En la versión tumbada, algunos practicantes también aprecian la sensación de apertura del pecho, especialmente si se coloca un soporte debajo de la espalda. En la versión sentada, la postura a menudo ayuda a tomar mejor conciencia de la columna y la pelvis.

Postura de mariposa y trabajo de cadera: un enfoque complementario

La postura de la mariposa encaja muy bien en una rutina dedicada a las caderas, las piernas y la flexibilidad general. Puede venir tras un suave calentamiento, tras unos ejercicios de apertura de cadera, o al final de la sesión como postura para volver a la calma. En este sentido, también puede hacerse eco de contenidos más centrados en la movilidad y la parte inferior del cuerpo, como Ejercicio para pantorrillas y piernas o Ejercicios para muslos y glúteos.

Esta complementariedad es interesante tanto en SEO como en la práctica real. La pose de mariposa no vive sola. Forma parte de un universo más amplio en torno a la movilidad, la relajación y el confort corporal.
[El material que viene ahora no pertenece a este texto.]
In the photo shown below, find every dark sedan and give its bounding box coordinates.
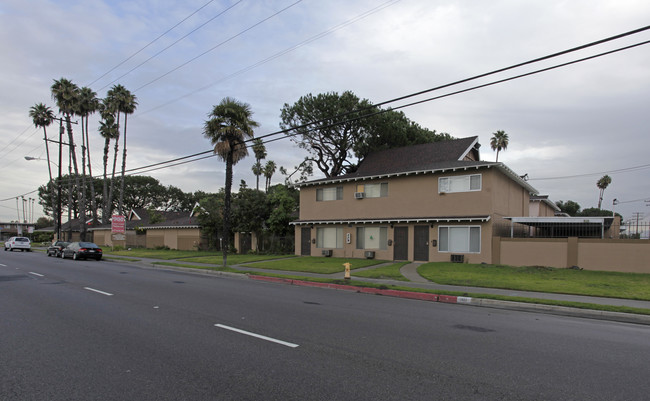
[47,241,70,258]
[61,242,102,260]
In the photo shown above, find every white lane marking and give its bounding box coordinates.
[215,324,298,348]
[84,287,113,297]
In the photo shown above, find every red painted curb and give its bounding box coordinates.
[248,274,440,303]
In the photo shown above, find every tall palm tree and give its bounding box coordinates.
[252,138,266,191]
[118,88,138,214]
[596,175,612,210]
[490,131,508,162]
[99,99,120,224]
[50,78,86,239]
[77,87,99,222]
[264,160,276,192]
[203,97,259,266]
[29,103,59,233]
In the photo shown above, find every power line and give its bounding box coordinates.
[135,0,303,92]
[93,0,243,91]
[86,0,214,89]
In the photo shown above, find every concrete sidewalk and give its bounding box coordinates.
[105,255,650,325]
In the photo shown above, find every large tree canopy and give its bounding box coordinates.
[280,91,451,177]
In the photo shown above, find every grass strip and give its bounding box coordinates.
[352,262,409,281]
[243,272,650,315]
[418,262,650,301]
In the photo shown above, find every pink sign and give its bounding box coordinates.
[111,214,126,234]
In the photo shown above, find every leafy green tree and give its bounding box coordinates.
[555,200,580,216]
[490,131,508,162]
[267,184,300,237]
[203,97,259,266]
[280,91,451,177]
[596,175,612,209]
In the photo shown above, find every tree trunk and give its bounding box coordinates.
[102,138,111,224]
[221,152,233,267]
[118,113,126,215]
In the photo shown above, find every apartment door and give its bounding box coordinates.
[413,226,429,262]
[300,227,311,256]
[393,227,409,260]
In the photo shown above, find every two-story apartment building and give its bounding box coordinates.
[292,137,537,263]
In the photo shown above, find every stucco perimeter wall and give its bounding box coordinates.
[493,237,569,267]
[578,239,650,273]
[492,237,650,273]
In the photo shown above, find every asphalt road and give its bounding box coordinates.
[0,252,650,401]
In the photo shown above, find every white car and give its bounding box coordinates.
[5,237,32,252]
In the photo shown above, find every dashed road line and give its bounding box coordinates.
[215,324,298,348]
[84,287,113,297]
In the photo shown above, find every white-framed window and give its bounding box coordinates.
[316,186,343,202]
[357,227,388,249]
[438,226,481,253]
[438,174,482,193]
[357,182,388,198]
[316,227,343,249]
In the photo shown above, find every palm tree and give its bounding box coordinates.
[99,99,120,224]
[50,78,86,240]
[29,103,59,233]
[490,131,508,162]
[264,160,275,192]
[252,138,266,191]
[77,87,99,225]
[203,97,259,266]
[596,175,612,210]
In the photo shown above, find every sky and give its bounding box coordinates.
[0,0,650,225]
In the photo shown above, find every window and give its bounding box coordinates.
[438,226,481,253]
[357,227,388,249]
[438,174,481,193]
[316,227,343,248]
[316,186,343,202]
[357,182,388,198]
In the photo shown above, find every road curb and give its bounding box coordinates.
[248,274,650,325]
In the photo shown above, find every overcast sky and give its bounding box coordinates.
[0,0,650,225]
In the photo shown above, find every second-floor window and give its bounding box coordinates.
[438,174,481,193]
[316,186,343,202]
[357,182,388,198]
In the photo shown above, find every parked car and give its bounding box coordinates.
[61,242,102,260]
[5,237,32,252]
[47,241,70,258]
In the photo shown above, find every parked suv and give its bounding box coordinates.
[5,237,32,252]
[47,241,70,258]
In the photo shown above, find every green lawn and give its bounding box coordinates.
[243,256,386,274]
[418,263,650,301]
[102,247,221,260]
[352,262,409,281]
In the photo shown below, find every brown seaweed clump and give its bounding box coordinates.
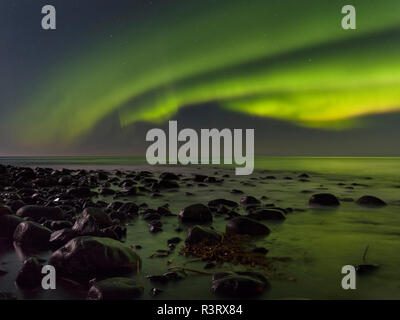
[180,234,270,267]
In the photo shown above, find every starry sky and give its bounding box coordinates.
[0,0,400,156]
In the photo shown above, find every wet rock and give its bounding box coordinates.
[49,220,73,230]
[308,193,340,207]
[211,272,269,298]
[185,226,222,244]
[167,237,182,244]
[0,291,17,301]
[99,188,115,196]
[17,206,64,220]
[15,258,43,289]
[49,236,141,281]
[14,221,52,249]
[208,199,239,208]
[150,288,163,297]
[0,205,12,217]
[356,196,386,208]
[179,203,212,223]
[49,228,78,250]
[0,215,24,239]
[149,220,162,233]
[226,217,270,236]
[82,207,112,228]
[240,196,261,205]
[87,277,143,300]
[231,189,244,194]
[160,172,179,180]
[67,187,93,198]
[248,209,286,220]
[72,215,100,236]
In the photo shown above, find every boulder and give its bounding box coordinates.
[208,199,238,208]
[179,203,212,223]
[308,193,340,207]
[14,221,51,249]
[240,196,261,205]
[0,215,24,239]
[49,236,141,281]
[17,205,64,220]
[185,226,222,244]
[226,216,270,236]
[248,209,286,220]
[356,196,386,208]
[0,205,12,217]
[82,207,112,228]
[49,228,78,250]
[211,272,269,298]
[87,277,143,300]
[15,257,43,289]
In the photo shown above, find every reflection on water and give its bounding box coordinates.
[0,158,400,299]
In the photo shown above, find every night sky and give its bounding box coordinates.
[0,0,400,156]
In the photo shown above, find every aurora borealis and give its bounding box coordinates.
[5,0,400,155]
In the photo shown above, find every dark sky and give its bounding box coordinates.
[0,0,400,156]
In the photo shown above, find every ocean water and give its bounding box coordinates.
[0,157,400,299]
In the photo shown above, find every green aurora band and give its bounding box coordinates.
[10,0,400,144]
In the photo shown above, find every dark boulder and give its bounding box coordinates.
[240,196,261,205]
[308,193,340,207]
[87,277,143,300]
[179,203,212,223]
[82,207,112,228]
[49,236,141,281]
[0,205,12,217]
[356,196,386,208]
[226,217,270,236]
[0,215,24,239]
[248,209,286,220]
[208,199,238,208]
[14,221,51,249]
[49,228,78,250]
[15,258,43,289]
[211,272,269,298]
[17,206,64,220]
[185,226,222,244]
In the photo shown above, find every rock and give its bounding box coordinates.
[72,216,100,236]
[50,220,73,230]
[248,209,286,220]
[211,272,269,298]
[49,236,141,281]
[0,215,24,239]
[185,226,222,244]
[179,204,212,223]
[17,205,64,220]
[82,207,112,228]
[356,196,386,208]
[67,187,93,198]
[226,217,270,236]
[0,205,12,217]
[49,228,78,250]
[208,199,239,208]
[150,288,163,297]
[308,193,340,207]
[167,237,182,244]
[14,221,51,249]
[0,291,17,301]
[15,258,43,289]
[240,196,261,205]
[87,277,143,300]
Cómo mantener la postura de la mariposa sin sufrirla

El principal problema de la postura de la mariposa es querer ir demasiado lejos y demasiado rápido. Mucha gente piensa que es absolutamente necesario apoyar las rodillas en el suelo o colocar los talones muy cerca de la pelvis. En realidad, la postura correcta es aquella en la que la respiración se mantiene tranquila, la espalda puede estabilizarse sin lucha y las articulaciones no se comprimen.

Una postura bien hecha no es necesariamente espectacular. Sobre todo, es duradero, transpirable y acorde con el cuerpo del momento. Esta visión lo cambia todo, especialmente en las posturas iniciales.

Conclusión: la postura de la mariposa es simple en apariencia, rica en práctica

Bien adaptado, puede ayudar a abrir las caderas, relajar la pelvis, ralentizar la respiración y enriquecer una práctica de yoga o movilidad. La clave es no ir más allá. La clave es practicar con mayor precisión, con apoyos si es necesario, y con una calidad real de escucha del cuerpo.